今回、同様の事件が中国でも発生し、その是非を巡って大きな議論が巻き起こっています。
その事件は今月13日、中国山東省済南市内を走る市営バスで起きました。この日、市内を走っていたバスの中で、高齢者の男性がバランスを失い転びそうになりました。
するとこの男性、バスのスピードが速すぎたからだと運転手に詰め寄り、延々と運転手を罵倒し続けたのです。
一方、罵倒された運転手はというと、なんと運転席から立ち上がり、この乗客の男性に土下座して謝罪。その後、別の乗客が仲裁に入り、ようやく事態が収拾しました。しかし、この異様な光景は、ネット上で大きな議論を呼びます。

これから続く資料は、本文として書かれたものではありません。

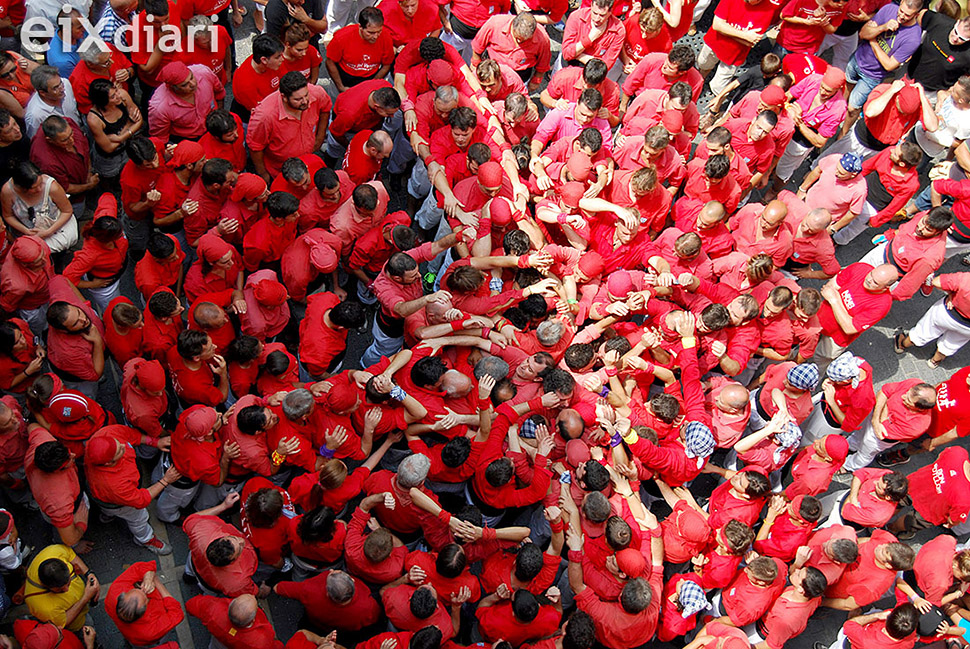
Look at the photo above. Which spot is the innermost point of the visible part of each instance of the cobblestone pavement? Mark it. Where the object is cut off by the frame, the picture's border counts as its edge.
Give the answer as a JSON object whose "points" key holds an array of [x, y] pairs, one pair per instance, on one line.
{"points": [[115, 550]]}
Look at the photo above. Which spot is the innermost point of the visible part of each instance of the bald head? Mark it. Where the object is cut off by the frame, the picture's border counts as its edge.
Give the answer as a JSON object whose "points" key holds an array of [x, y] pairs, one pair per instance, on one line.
{"points": [[734, 396], [380, 143], [773, 214], [242, 610], [712, 213], [209, 316], [881, 278], [455, 384], [817, 220], [571, 422]]}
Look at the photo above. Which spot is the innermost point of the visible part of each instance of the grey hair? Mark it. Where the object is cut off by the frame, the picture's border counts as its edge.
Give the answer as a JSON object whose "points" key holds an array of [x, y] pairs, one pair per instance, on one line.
{"points": [[446, 94], [550, 332], [41, 77], [413, 470], [297, 404], [493, 366], [90, 52]]}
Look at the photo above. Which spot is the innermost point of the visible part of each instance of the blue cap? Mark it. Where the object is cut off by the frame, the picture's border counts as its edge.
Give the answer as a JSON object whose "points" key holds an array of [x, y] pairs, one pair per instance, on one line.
{"points": [[851, 162]]}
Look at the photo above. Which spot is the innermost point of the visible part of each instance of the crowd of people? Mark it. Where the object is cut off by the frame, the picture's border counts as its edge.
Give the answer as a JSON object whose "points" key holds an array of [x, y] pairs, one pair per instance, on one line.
{"points": [[603, 401]]}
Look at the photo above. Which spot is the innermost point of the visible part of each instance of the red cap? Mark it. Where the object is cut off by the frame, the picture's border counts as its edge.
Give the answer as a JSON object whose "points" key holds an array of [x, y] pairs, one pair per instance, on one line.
{"points": [[150, 375], [692, 526], [490, 174], [323, 257], [199, 420], [100, 450], [68, 407], [269, 293], [631, 562], [107, 206], [591, 264], [577, 452], [174, 73], [836, 447], [212, 248], [500, 211], [571, 193], [249, 187], [342, 397], [834, 78], [620, 284], [187, 152], [773, 96], [908, 98], [579, 166], [440, 73], [673, 121]]}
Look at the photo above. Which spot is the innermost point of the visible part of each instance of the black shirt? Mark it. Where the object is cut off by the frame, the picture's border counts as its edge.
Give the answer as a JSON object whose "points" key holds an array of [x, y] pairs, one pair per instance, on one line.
{"points": [[278, 18], [937, 64]]}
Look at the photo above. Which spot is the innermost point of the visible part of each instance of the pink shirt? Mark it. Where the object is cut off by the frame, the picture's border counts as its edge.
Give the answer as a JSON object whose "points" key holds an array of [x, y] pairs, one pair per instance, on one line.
{"points": [[170, 114], [606, 47], [840, 197]]}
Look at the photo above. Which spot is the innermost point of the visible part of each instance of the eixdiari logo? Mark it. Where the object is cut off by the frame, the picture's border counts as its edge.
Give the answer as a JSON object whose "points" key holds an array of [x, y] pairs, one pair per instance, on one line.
{"points": [[37, 32]]}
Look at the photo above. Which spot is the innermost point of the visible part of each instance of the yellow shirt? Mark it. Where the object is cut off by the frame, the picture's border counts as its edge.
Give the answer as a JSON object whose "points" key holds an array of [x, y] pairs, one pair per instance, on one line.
{"points": [[52, 607]]}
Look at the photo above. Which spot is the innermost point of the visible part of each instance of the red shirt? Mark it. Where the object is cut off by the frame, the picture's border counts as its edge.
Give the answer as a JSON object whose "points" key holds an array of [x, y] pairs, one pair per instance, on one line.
{"points": [[745, 603], [232, 580], [402, 29], [806, 39], [648, 74], [933, 567], [617, 629], [361, 611], [941, 491], [865, 308], [161, 615], [787, 618], [498, 622], [56, 493], [872, 511], [118, 483], [123, 347], [214, 613], [864, 580], [740, 14], [356, 56], [250, 87]]}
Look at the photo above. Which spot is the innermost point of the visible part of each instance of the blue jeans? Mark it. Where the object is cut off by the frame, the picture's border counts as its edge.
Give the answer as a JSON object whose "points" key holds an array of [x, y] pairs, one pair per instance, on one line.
{"points": [[863, 84]]}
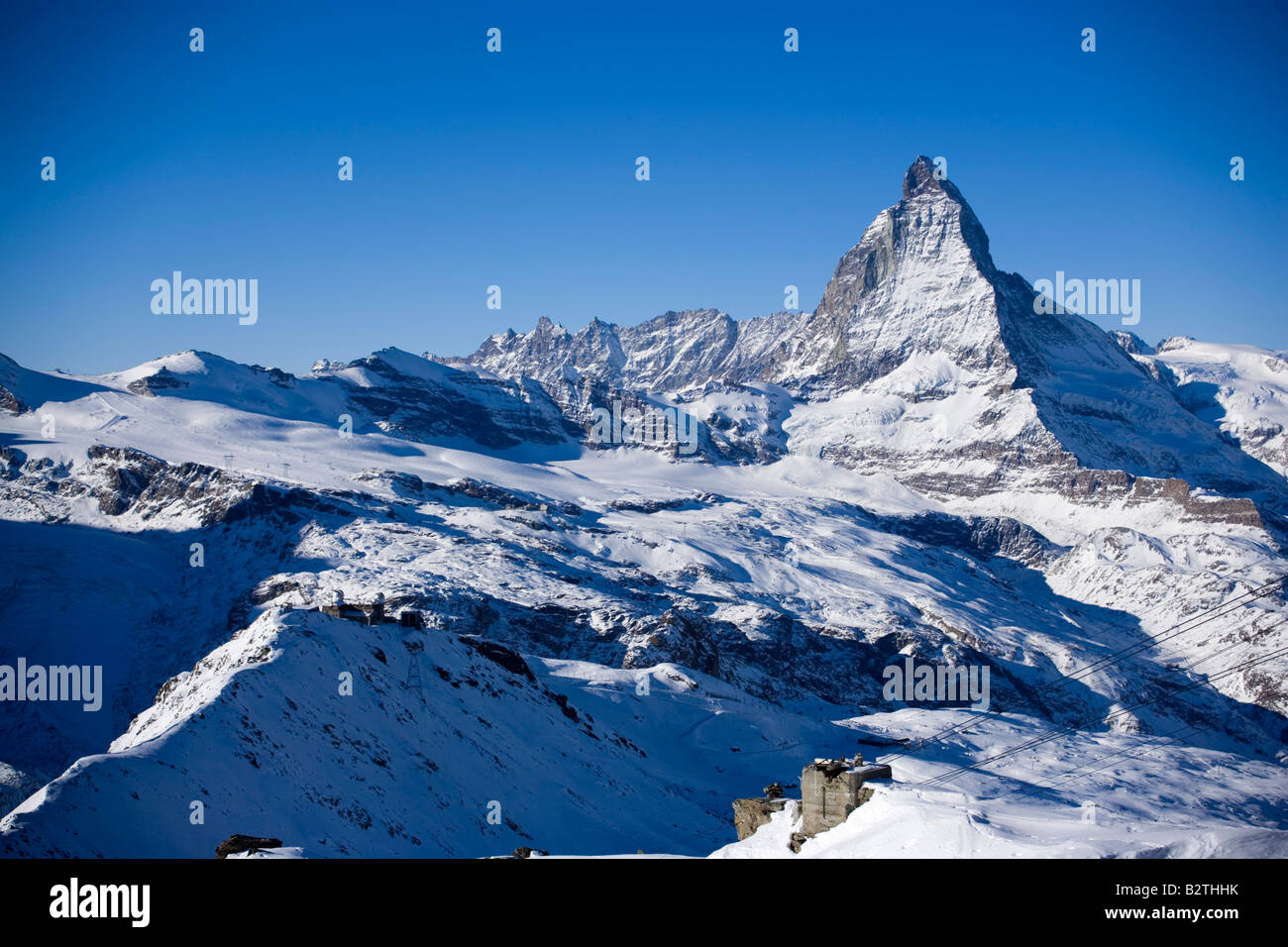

「バスの運転手は本当に大変だ。しょっちゅうクレーマーや老害から難癖をつけられたり暴力を振るわれたりしているのだから。本当にストレスがかかる仕事だ」
「最近は何かあるとすぐクレームをつけられるから、運転手はビビって土下座してしまったんだよ。クレームになれば給与が減らされるから」
「年寄りは年が上だというだけで若い奴を頭ごなしに否定するよね。運転手がかわいそう」
中国では近年、バスの運転手に対する態度の悪さが社会問題となっており、昨年10月には重慶市で痛ましい事故も発生しました。突然バスを止めろと要求した乗客が運転手と口論となり、運転手を殴打。その結果、制御がきかなくなったバスが橋から川に転落し、乗客全員が死亡したのです。
客といえど、何をしてもいいわけではありません。過度に傲慢な態度は、一歩間違えれば犯罪にもなりうるのだということを肝に銘じておくべきでしょう。